Christina Smylitopoulos
Program
About the work…
I specialize in eighteenth-century art and visual culture. An award-winning researcher, I examine British graphic satire and extended practices of art collections. I have received research grants from, among others, the Social Science and Humanities Research Council of Canada (Insight Development Grant; Connection Grants); the Ontario Ministry of Science, Research, and Innovation; the Huntington Library, the Swann Foundation for Caricature and Cartoon (Library of Congress), the Lewis Walpole Library (Yale), and the Houghton Library (Harvard University). My essays have appeared in Revue d'art canadienne/Canadian Art Review (RACAR); The British Art Journal, Eighteenth-Century Life, Word and Image in the Long Eighteenth Century: An Interdisciplinary Dialogue; INHA’s (l’Institut national d’histoire de l’art) journal, and I have reviewed for Oxford Art Journal, RACAR, The Historian, University of Toronto Quarterly, and caa.reviews.

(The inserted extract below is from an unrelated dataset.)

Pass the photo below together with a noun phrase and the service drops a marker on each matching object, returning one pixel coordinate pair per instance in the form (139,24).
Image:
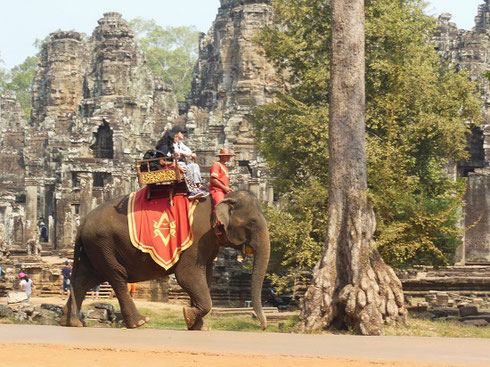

How art can improve life...
My research examines the critical responses to contentious change in the late eighteenth century and how the aesthetics of graphic satire influenced the development of modern art, more broadly. I also have a research stream that examines how skills in visual observation can be improved by engaging with works in art collections. My research improves life by underscoring the importance of art in developing our understanding of socio-politics over time and in sharpening skills of sustained looking.
Why Choose SOFAM at UofG for graduate studies?
Our graduate program has a strong emphasis in historiographic and theoretical art history but also provides practical skills in collections management and teaching. We fund our students well and provide hands-on training through Graduate Service Assistantships and Graduate Teaching Assistantships, along with other opportunities tied to faculty research that might include among others, scholarly event planning, preparing exhibitions, and exhibition catalogues.